And a bird he was! The big sweater engulfed him, swallowed him like an enormous blanket: the sleeves came out a good four inches longer than the sleeves of his own coat, the sweater hit him midway between his buttocks and his knees and projected shockingly below the coat. It was not a good fit but it was a warm one, and Jim, after looking at him again and slowly shaking his head with the remark, “Damned if you aren’t a bird!” seized his valise and put on his hat. (He wore a black or grey felt hat with a wide brim, not quite the slouch hat of a Southern politician, for Jim was always neat and dignified in dress, but a hat that, like all his other garments, contributed to his appearance a manlike strength and maturity.) Then, turning to the boy, he said sternly:
“All right, freshman. You wear that sweater when you go to Richmond. If I catch you up there running around in the cold with that little shavetail coat of yours, I’ll beat yo’——till you can’t sit down.” And suddenly he laughed, a quiet, husky, tender, and immensely winning laugh. “Good-bye, son,” he said. He put his big hand on Monk’s shoulder. “Go ahead and wear the sweater. Don’t mind how it looks. You keep warm. I’ll see you after the game.” Then he was gone.
Wear it! From that time on Monk lived in it. He clung to it, he cherished it, he would have fought and bled and died for it as a veteran in Lee’s army would have fought for his commander’s battle flag. It was not only Jim’s sweater. It was Jim’s sweater initialed with the great white “P R” that had been won and consecrated upon the field of many a glorious victory. It was not only Jim’s sweater. It was Jim’s great sweater, the most famous sweater in the whole school—it seemed to Monk, the most famous sweater on earth. If the royal ermine of His Majesty the King-Emperor of Great Britain and India had been suddenly thrown around his shoulders, he could not have been more powerfully impressed by the honor of his investiture.
And everyone else felt the same way. All the freshmen did, at any rate. There was not a boy among them who would not have cheerfully and instantly torn off his overcoat and thrust it at Monk if he thought Monk would have swapped the sweater with him.
And that was the way he went to Richmond.

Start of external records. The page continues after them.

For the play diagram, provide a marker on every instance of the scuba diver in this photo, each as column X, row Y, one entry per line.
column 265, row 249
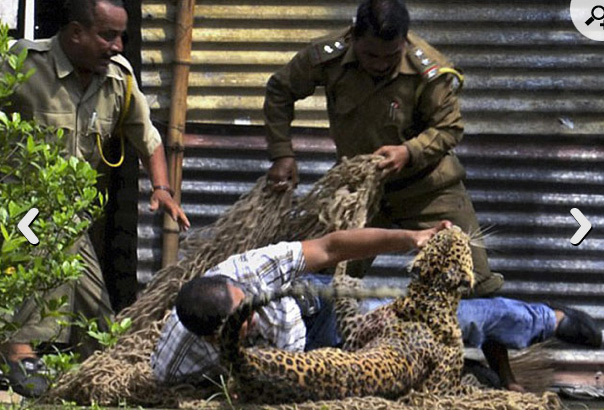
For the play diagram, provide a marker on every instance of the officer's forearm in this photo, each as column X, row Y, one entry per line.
column 157, row 167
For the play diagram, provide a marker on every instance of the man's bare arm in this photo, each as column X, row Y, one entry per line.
column 363, row 243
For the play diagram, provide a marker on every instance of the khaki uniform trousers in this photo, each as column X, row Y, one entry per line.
column 88, row 296
column 425, row 211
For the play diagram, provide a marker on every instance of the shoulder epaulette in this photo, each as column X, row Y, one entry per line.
column 430, row 64
column 328, row 48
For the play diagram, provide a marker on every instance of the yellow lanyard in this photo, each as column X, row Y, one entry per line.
column 119, row 130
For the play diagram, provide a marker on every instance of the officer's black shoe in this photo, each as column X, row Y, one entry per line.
column 578, row 327
column 27, row 377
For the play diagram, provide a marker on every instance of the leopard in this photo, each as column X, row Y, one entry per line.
column 414, row 342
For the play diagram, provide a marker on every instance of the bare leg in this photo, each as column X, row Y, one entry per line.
column 497, row 357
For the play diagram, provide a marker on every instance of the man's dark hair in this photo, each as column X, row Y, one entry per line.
column 82, row 11
column 203, row 303
column 385, row 19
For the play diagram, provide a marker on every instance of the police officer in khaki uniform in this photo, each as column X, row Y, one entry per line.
column 82, row 85
column 389, row 93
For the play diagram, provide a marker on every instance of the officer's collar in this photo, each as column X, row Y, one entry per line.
column 64, row 67
column 405, row 66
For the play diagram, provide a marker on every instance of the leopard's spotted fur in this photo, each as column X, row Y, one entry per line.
column 413, row 342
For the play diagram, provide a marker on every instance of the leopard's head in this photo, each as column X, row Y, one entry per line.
column 445, row 262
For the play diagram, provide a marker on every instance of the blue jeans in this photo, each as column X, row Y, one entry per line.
column 321, row 327
column 513, row 323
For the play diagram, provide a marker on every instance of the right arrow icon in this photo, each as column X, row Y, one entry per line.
column 584, row 227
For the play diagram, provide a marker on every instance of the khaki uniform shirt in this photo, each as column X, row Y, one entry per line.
column 417, row 107
column 54, row 97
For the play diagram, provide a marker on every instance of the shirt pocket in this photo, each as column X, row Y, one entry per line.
column 60, row 120
column 98, row 139
column 395, row 120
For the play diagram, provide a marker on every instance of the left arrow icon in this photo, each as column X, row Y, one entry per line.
column 23, row 226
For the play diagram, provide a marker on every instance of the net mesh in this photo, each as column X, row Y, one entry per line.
column 344, row 198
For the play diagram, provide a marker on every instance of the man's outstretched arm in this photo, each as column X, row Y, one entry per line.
column 363, row 243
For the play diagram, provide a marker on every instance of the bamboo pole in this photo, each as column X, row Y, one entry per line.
column 178, row 118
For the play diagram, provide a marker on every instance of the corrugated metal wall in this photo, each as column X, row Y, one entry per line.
column 532, row 103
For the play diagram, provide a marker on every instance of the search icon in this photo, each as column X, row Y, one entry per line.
column 593, row 15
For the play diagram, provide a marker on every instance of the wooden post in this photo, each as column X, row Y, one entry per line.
column 178, row 117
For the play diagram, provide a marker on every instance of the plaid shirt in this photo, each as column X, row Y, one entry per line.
column 181, row 356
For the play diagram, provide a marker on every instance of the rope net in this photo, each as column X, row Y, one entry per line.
column 343, row 199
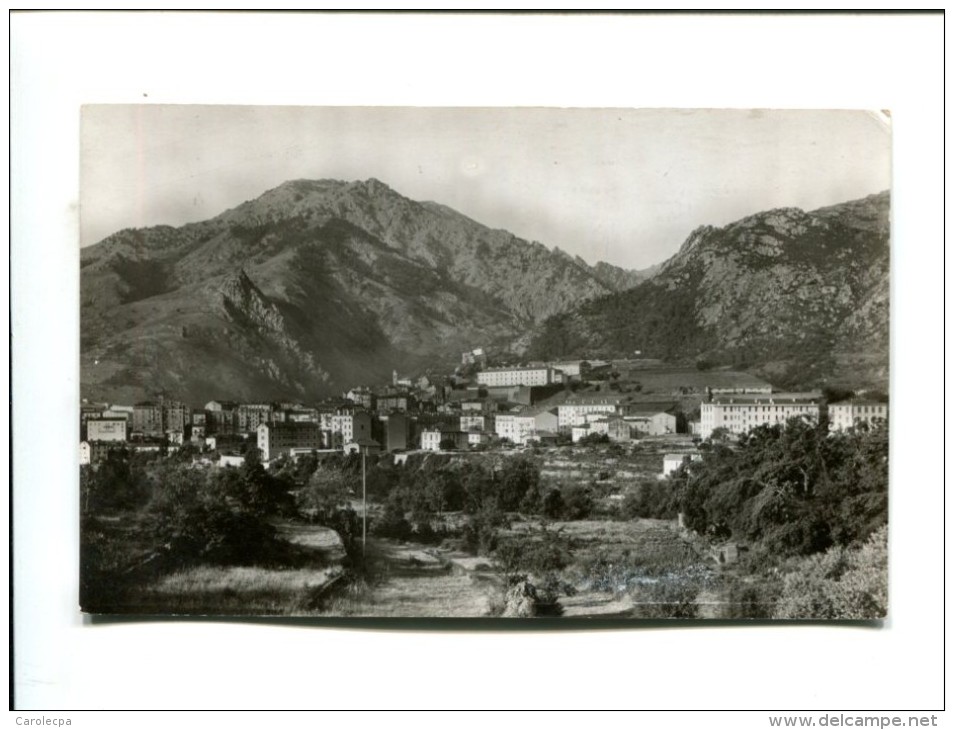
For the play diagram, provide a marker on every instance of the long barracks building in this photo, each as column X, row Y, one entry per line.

BUT HOW TO tell the wonder and glory of that trip? George Webber has been wide and far since then. He has pounded North and South and East and West across the continent on the crack trains of the nation. He has lain on his elbow in the darkness in his berth, time and again, and watched the haunted and the ghost-wan visage of Virginia stroke by in the passages of night. So, too, he has crossed the desert, climbed through the Sierras in the radiance of blazing moons, has crossed the stormy seas a dozen times and more and known the racing slant and power of great liners, has pounded down to Paris from the Belgian frontiers at blind velocities of speed in the rocketing trains, has seen the great sweep and curve of lights along the borders of the Mediterranean on the coasts of Italy, has known the old, time-haunted, elfin magic of the forests of Germany, in darkness also. He has gone these ways, has seen these things and known these dark wonders, but no voyage he ever made, whether by nighttime or by day, had the thrill, the wonder, and the ecstasy of that trip when they went up to Richmond twenty years ago.
The bonfire and the leaping flames, the students cheering, weaving, dancing, the red glow upon the old red brick, the ivy sere and withered by November, the wild, young faces of eight hundred boys, the old bell tolling in the tower. And then the train. It was a desolate little train. It seemed to be a relic of the lost Confederacy. The little, wheezing engine had a fan-shaped funnel. The old wooden coaches were encrusted with the cinders and the grime of forty years. Half of the old red seats of smelly plush were broken down. They jammed into it till the coaches bulged. They hung onto the platforms, they jammed the aisles, they crawled up on the tender, they covered the whole grimy caravan like a swarm of locusts. And finally the old bell tolled mournfully, the whistle shrieked, and, to the accompaniment of their lusty cheers, the old engine jerked, the rusty couplings clanked and jolted—they were on their way.